China Pacific Insurance to Split in Two, Go Public

China Pacific Insurance Co., the mainland's second-biggest insurance firm, said Thursday it plans to split into a life insurer and property insurer to create the property sector's first listed company.

The property unit, the more profitable of the two, will issue shares on the domestic stockmarket, a spokesman said by telephone in Shanghai, adding that listing permission was being sought from both the insurance and securities regulators in Beijing.

The life insurer, meanwhile, would be reborn as a Sino-foreign joint venture, he said, confirming a report in the official Shanghai News.

General manager Wang Guoliang was quoted as saying the foreign partner had yet to be determined but that he hoped to close a deal by June 30 with the leading suitor, US giant Aetna International Inc.

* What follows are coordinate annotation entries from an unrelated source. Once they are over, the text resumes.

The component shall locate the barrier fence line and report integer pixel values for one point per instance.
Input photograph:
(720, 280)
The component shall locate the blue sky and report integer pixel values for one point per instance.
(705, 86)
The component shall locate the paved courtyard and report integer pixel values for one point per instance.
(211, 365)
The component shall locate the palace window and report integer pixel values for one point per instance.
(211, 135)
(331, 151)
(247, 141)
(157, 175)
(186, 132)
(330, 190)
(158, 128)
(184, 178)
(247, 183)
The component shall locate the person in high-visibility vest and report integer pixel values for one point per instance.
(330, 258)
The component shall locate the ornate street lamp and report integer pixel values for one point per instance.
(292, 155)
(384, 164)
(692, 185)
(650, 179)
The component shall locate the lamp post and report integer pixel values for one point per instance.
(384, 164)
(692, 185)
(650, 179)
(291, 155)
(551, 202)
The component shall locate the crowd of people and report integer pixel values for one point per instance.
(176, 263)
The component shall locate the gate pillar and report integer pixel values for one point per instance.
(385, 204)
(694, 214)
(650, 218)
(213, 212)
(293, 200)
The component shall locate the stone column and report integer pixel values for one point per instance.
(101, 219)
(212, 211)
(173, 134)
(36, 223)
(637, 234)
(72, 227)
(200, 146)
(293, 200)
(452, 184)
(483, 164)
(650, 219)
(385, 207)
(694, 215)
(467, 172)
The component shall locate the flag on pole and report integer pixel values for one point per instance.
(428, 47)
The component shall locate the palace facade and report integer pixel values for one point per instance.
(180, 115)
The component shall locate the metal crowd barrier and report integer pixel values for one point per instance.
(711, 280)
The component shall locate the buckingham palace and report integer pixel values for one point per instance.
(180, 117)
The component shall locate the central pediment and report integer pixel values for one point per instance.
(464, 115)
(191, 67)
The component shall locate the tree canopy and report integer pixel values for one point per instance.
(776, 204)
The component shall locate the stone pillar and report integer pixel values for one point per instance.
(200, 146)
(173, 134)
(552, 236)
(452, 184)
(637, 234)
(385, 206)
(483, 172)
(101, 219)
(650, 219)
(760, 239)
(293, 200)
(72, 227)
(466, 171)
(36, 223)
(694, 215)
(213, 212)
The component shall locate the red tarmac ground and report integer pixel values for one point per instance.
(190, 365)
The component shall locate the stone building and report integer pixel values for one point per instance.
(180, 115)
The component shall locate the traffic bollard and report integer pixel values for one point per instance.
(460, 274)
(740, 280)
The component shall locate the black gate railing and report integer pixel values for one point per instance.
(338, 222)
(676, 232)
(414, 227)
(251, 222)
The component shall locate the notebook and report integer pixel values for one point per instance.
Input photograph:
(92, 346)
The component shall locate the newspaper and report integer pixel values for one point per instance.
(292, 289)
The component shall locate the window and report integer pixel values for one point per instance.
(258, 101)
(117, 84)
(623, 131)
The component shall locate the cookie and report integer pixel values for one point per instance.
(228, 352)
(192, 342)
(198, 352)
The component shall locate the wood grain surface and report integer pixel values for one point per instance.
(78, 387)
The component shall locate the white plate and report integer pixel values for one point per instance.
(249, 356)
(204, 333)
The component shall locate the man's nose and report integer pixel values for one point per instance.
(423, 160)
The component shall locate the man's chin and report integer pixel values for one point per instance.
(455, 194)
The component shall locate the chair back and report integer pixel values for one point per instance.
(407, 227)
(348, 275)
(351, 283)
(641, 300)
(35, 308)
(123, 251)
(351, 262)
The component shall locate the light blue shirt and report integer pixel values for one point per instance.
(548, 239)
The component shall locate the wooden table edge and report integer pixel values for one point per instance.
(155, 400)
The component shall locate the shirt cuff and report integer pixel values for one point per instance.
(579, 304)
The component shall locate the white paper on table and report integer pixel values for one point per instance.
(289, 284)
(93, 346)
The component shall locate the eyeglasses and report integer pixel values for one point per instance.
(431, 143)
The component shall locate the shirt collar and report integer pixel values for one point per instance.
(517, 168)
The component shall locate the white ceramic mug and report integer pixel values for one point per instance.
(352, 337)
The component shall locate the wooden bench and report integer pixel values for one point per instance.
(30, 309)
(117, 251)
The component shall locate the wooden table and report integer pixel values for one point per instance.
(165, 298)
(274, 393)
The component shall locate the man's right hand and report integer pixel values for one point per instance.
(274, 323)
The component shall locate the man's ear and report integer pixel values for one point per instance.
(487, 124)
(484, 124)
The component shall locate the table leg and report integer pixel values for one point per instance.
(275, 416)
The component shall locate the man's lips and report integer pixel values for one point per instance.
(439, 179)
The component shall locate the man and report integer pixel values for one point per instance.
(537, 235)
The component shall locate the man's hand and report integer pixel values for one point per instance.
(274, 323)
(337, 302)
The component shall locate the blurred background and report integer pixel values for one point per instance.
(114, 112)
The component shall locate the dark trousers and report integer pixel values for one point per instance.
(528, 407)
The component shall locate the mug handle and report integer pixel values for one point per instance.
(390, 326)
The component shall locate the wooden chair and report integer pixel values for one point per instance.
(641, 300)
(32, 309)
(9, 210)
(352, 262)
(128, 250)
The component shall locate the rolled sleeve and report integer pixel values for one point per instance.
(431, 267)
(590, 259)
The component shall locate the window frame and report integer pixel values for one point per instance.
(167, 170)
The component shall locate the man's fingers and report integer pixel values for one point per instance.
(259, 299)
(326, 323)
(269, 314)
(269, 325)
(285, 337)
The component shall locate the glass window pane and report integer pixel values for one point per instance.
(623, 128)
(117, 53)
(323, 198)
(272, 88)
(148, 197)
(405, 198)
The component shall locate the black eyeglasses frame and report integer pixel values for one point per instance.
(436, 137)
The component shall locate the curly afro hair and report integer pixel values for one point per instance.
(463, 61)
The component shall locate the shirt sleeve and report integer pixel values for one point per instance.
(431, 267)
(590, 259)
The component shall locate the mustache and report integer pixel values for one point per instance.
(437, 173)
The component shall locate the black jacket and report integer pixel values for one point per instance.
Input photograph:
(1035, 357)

Under current regulations, foreign investment in life insurance is experimental and restricted to small geographic areas only -- Pacific and Aetna already have a joint venture operating in Shanghai.

But the new firm would be national in scale, as negotiations are assuming a relaxation of rules on China's expected entry into the World Trade Organisation.

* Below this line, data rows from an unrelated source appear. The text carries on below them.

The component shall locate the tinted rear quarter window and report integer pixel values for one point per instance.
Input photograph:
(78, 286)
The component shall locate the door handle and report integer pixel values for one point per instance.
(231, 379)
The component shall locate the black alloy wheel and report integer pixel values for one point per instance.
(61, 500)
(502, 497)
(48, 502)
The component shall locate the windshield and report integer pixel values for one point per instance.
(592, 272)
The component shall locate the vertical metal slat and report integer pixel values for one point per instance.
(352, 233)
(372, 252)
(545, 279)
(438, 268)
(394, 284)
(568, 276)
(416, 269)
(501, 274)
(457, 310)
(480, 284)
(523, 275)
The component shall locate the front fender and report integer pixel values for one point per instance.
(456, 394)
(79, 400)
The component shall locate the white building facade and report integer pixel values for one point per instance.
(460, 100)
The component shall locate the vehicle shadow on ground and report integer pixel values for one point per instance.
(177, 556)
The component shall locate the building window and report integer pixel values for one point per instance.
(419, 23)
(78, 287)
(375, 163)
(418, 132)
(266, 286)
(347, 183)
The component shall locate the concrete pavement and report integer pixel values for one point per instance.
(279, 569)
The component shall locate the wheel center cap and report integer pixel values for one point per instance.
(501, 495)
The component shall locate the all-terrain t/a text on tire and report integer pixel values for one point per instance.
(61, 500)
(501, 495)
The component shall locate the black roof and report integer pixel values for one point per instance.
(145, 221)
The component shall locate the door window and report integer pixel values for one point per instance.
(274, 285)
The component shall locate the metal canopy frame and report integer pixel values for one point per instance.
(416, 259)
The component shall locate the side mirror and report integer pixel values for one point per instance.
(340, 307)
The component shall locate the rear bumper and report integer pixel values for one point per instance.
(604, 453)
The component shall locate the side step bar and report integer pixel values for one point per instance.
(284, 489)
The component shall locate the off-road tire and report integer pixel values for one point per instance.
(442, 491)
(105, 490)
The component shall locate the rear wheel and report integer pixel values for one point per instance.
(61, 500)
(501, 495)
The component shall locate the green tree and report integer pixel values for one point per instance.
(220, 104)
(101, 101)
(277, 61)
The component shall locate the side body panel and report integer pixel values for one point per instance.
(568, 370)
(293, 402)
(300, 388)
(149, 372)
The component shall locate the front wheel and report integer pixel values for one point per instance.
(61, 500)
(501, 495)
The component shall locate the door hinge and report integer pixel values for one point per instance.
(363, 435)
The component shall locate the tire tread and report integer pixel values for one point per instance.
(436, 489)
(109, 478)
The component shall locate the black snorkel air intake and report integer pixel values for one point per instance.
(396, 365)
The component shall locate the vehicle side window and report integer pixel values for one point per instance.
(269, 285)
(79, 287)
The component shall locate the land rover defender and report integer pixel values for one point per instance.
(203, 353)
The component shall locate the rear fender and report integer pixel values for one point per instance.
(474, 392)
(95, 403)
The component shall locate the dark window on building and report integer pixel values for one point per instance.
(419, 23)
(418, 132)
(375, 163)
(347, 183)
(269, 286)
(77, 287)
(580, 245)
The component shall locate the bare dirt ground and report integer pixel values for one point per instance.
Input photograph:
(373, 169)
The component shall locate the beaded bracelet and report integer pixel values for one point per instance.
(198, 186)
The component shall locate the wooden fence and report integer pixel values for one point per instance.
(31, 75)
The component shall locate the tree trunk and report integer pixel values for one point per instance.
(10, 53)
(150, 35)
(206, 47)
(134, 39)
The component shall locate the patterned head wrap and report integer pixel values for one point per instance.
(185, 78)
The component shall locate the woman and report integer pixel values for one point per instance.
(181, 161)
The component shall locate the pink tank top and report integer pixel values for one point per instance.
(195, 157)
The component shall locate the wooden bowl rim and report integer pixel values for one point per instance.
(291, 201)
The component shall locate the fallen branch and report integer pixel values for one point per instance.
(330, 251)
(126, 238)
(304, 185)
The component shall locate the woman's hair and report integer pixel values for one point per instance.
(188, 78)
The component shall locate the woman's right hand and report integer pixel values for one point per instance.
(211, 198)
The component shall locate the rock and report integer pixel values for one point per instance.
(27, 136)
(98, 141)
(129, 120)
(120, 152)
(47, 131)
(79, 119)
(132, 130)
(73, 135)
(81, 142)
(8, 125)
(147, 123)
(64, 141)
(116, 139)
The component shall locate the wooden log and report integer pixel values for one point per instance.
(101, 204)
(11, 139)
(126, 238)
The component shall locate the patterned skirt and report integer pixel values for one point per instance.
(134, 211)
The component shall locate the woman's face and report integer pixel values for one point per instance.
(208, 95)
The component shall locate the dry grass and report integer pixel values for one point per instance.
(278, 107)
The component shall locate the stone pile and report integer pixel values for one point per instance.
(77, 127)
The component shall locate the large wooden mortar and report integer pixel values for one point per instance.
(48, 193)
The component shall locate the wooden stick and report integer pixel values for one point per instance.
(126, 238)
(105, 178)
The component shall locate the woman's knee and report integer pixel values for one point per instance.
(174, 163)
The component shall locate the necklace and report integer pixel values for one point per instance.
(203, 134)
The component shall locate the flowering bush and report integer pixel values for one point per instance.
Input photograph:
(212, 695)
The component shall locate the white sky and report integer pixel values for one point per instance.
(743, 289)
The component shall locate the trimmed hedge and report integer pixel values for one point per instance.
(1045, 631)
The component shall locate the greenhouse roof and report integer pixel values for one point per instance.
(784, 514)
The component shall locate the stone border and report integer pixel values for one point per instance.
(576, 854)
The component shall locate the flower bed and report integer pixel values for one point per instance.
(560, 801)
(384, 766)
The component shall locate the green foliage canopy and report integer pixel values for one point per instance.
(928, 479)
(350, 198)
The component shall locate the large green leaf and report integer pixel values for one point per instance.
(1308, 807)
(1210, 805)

Under the bilateral entry deal struck with Washington in November, Beijing agreed to drop all geographical and numerical restrictions on foreign entrants, allowing overseas partners to own up to 50 percent shares in insurance companies.

Wang said, however, that Pacific must be the largest shareholder in this case.

The firm in its present form is China's second-biggest insurer in terms of premium income, which totalled 12.2 billion yuan (1.5 billion dollars) last year, the spokesman said.

The biggest is the People's Insurance Company of China -- the property insurance fragment of the now split-up former state monopoly of the same name.

Citing the China Insurance Regulatory Commission (CIRC), the newspaper report said Pacific is only one of three insurance groups that will break apart their property and life operations. The other two are Ping'an Insurance Co. of China Ltd. and Xinjiang Corps Insurance Co.

Insurance regulators have been pushing firms to put the two types of insurance under different roofs, as many firms have been tempted to prop up losses in the life business with capital borrowings from the property side, increasing risk.

In the first statement of its kind, CIRC chairman Ma Yongwei last week indicated insurance companies would be encouraged to go public.

Although authorities had issued no explicit ban in the past on public listings, the idea was seen as off-limits to firms in the fledgling and highly regulated insurance sector.

China's insurance industry has been growing at an average of 37.6 percent annually since 1980.

In the first nine months of 1999, national premium income in the industry reached 100 billion yuan (12 billion dollars), a 4.0 percent increase over the same period the previous year.